작품 상세

TORRI Flaminio (Bologna 1621 - Modena 1661) inciso da CARRACCI Ludovico (Bologna 1555 - Parma 1619) su invenzione di - LA MADONNA CON IL BAMBINO TRA I SANTI FRANCESCO DA ASSISI E GEROLAMO [English description] ITALY, XVIIth century - (mm 420x300 ca.) – Etching, laid down on modern paper; on plate, on left and right lower side on the illustration, artists’ names. Good condition; minimal lack at the left lower corner. [Italian description] Incisione originale finemente eseguita all'acquaforte su matrice di rame, controfondata su foglio di epoca successiva; in lastra, in basso a sinistra e a destra sotto la parte figurata, indicazione degli artisti. L'opera, eseguita con il tratto incisorio sciolto e arioso tipico dei migliori autori del Seicento emiliano, spetta un valente pittore e incisore bolognese, allievo di Cavedoni, del grande Guido Reni e di Simone Cantarini. Le acqueforti di Torri divulgano con piglio personale invenzioni di soggetto sacro e mitologico di Reni nonché di Ludovico Carracci. Ludovico, il più anziano dei Carracci che per tutta la vita fu strettamente legato a Bologna, ebbe un ruolo chiave nella creazione di modelli autorevoli di pittura sacra, che ebbero grande seguito nel Seicento. L'immagine in esame, caratterizzata da una struttura simmetrica e di chiara leggibilità, in osservanza dei dettami della Controriforma, è inoltre addolcita da una delicata descrizione degli affetti, in particolare nel san Francesco inginocchiato in adorazione del Bambino e nella Vergine, che si rivolge con lo sguardo all'osservatore. Gli angeli musicanti sullo sfondo si riferiscono all'iconografia della Madonna "domina Angelorum", signora degli angeli, mentre la corona di 12 stelle e il crescente di luna sono particolari che derivano dall'Apocalisse e che in età barocca sono applicati soprattutto all'iconografia della Madonna Immacolata.

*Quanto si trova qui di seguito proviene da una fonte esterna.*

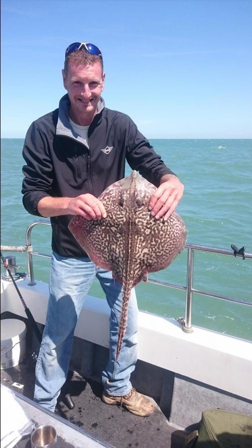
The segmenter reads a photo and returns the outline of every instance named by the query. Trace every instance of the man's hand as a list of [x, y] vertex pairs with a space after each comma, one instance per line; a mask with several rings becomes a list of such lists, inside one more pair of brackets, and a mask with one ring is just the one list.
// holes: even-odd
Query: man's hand
[[166, 221], [174, 211], [184, 192], [184, 185], [174, 174], [167, 174], [161, 179], [160, 185], [151, 196], [149, 210], [157, 220], [162, 217]]
[[81, 215], [90, 221], [105, 218], [107, 216], [102, 202], [89, 193], [80, 195], [77, 198], [46, 196], [40, 199], [37, 207], [40, 215], [47, 217]]
[[107, 217], [102, 202], [89, 193], [71, 199], [68, 209], [70, 215], [81, 215], [90, 221]]

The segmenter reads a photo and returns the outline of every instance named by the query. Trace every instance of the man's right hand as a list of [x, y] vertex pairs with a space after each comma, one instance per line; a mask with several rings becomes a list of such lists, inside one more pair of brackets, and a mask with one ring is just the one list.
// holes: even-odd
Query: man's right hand
[[38, 202], [37, 207], [40, 215], [47, 218], [64, 215], [81, 215], [91, 221], [107, 217], [102, 202], [89, 193], [80, 195], [77, 198], [46, 196]]
[[68, 208], [70, 215], [81, 215], [89, 221], [107, 217], [102, 202], [89, 193], [73, 198], [69, 201]]

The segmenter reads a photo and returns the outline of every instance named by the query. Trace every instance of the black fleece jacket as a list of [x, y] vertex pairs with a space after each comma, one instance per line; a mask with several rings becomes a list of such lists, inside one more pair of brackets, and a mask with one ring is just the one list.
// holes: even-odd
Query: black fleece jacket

Esemplare in buono stato conservativo; minima mancanza all'angolo inferiore sinistro. Bibliografia/Codice identificativo/Reference: BARTSCH A., "LE PEINTRE GRAVEUR. NOUVELLE ÉDITION", WURZBURG 1920-22, VOL.XIX, P. 120 NUM. 3; LE BLANC C., "MANUEL DE L'AMATEUR D'ESTAMPES", PARIS 1854-1890, VOL. IV, P. 47 NUM. 3.